MIAMI — Marathon swimmer Diana Nyad spent more than 40 hours in the shark-filled waters between Cuba and the Florida Keys, climbing into a boat only to be treated for searing welts left by Portuguese man-of-war stings. Left swollen and red, Nyad had no choice but to end her trek early when medics warned another sting could be deadly.
The 62-year-old soldiered on for a time, cutting eye and mouth holes into a cap she wore over her face to protect against future stings.
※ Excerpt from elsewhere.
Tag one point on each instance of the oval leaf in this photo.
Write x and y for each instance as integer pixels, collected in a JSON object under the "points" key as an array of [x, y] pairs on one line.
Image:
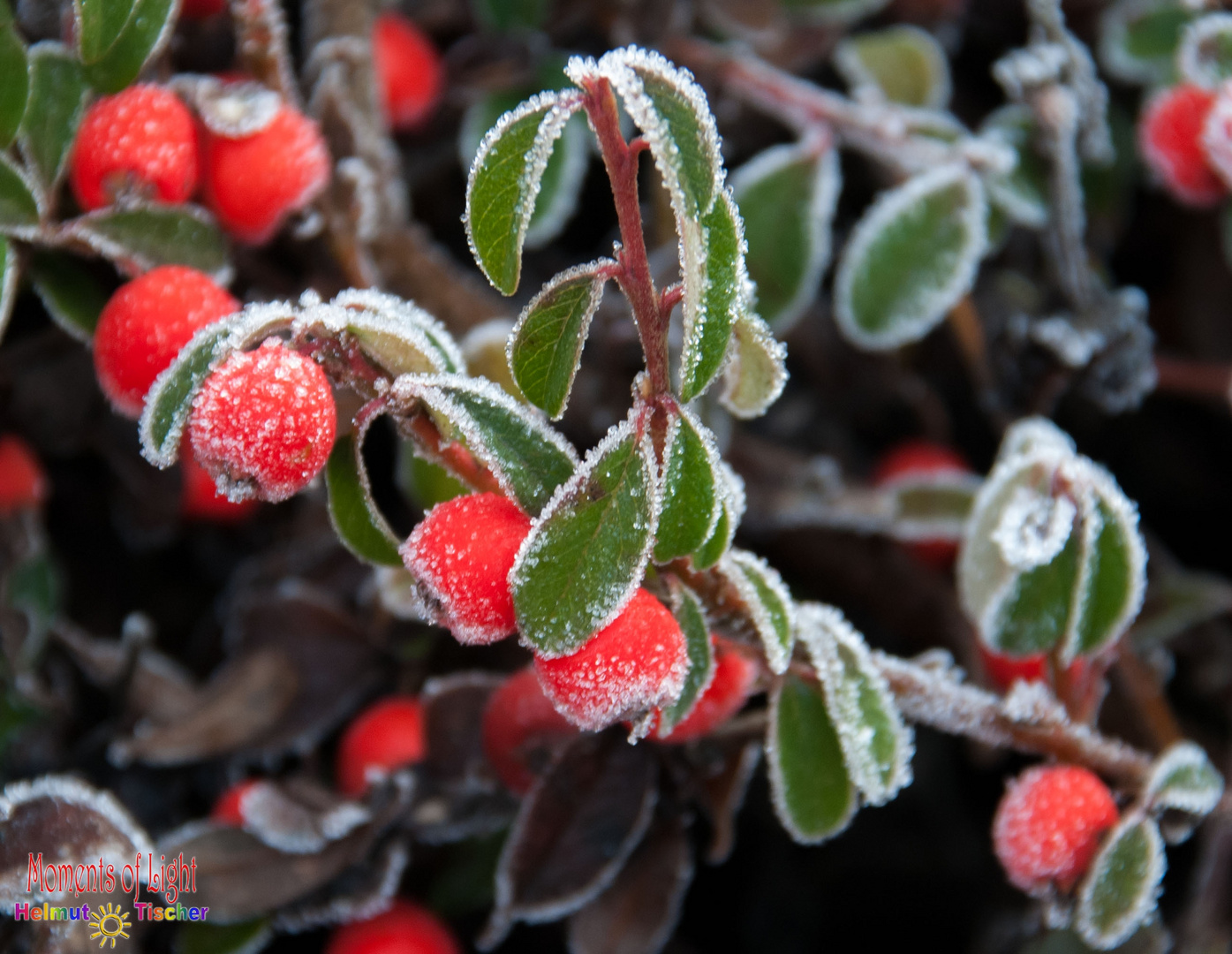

She surpassed 100,000 strokes, but the stings — which team members said left what looked like branding marks from the jellyfish-like creatures' tentacles — were too much of a risk.
"I trained this hard for this big dream I had for so many years, and to think these stupid little Portuguese man-of-war take it down," Nyad said, just hours after getting out of the water. "It's a huge disappointment."
Late Sunday morning, she heeded the warnings of experts who told her not to continue another two days in the water.
"You go into convulsions, your spine feels paralyzed. I've had kidney stones. Nothing compares to the pain," Nyad said. "It just took the life force out of me."
Her team tentatively scheduled a press conference in Key West for this morning.
Nyad was making her third attempt at the Cuba-Florida crossing, a dream she first tried as a 28-year-old in 1978, when she swam inside a steel shark cage for about 42 hours. A cageless attempt in August fell short after an 11-hour asthma attack she blamed on a bad reaction to new medicine.